Le mensonge du commerçant
L'affaire remonte à l'été 2012, lorsque José Luis Alonso, un retraité résidant à La Corogne, se présente au comptoir de Manuel Reija pour faire contrôler plusieurs grilles de jeu. En passant l'un des tickets dans la machine, le terminal s'affole et affiche explicitement le message « gain exceptionnel », émettant un reçu officiel. Au lieu de célébrer la nouvelle avec le joueur, le buraliste décide instantanément de faire machine arrière.
Profitant de la totale confiance du retraité, il lui affirme de sang-froid qu'aucun de ses tickets n'est gagnant et lui demande de les lui laisser sous prétexte d'effectuer de fausses vérifications complémentaires. Une fois le client parti, le commerçant passe le lot de tickets à plusieurs reprises dans la machine pour identifier le bon code, avant de tenter de blanchir le butin. Il se rapproche alors d'une autre administration de loterie et de son propre frère, à l'époque délégué provincial de l'institution, en prétendant avoir « trouvé » le ticket abandonné sur son comptoir pour en réclamer la propriété légitime.
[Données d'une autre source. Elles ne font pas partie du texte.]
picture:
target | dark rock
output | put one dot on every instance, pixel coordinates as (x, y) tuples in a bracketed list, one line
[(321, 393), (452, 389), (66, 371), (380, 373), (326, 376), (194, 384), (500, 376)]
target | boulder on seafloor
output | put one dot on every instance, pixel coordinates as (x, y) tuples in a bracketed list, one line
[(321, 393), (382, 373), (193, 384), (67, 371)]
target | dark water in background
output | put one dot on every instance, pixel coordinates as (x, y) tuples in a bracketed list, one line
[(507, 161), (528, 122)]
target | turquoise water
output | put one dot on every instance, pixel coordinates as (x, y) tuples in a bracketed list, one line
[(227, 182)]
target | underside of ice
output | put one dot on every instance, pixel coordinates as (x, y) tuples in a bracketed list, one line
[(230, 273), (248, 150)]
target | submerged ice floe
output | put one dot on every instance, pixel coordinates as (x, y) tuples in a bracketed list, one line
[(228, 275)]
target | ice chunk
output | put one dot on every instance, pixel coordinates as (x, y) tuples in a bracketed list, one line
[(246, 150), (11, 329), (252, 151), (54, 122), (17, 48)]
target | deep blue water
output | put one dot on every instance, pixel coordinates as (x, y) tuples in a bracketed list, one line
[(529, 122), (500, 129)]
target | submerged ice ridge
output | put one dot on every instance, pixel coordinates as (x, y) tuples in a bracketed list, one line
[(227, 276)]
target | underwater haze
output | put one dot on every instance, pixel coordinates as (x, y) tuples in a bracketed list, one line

Un dénouement heureux… et triste à la fois
Il aura fallu quatorze années d'une enquête technologique et informatique minutieuse pour confondre le fraudeur. En analysant l'historique des terminaux de validation, les enquêteurs ont pu reconstituer le parcours exact du billet et prouver que José Luis Alonso en était bien le propriétaire initial. Malheureusement, le véritable multimillionnaire est décédé en 2014 sans jamais avoir su qu'il avait décroché le jackpot de sa vie.
Le tribunal a donc ordonné que l'intégralité des 4,7 millions d'euros soit immédiatement restituée à la succession du défunt, permettant à sa veuve et à sa fille de récupérer enfin leur dû. En plus de sa peine de prison, le buraliste véreux s'est vu infliger une interdiction totale d'exercer toute activité professionnelle en lien avec les jeux d'argent et les loteries d'État. Son frère, initialement soupçonné de dissimulation, a quant à lui été acquitté par la justice.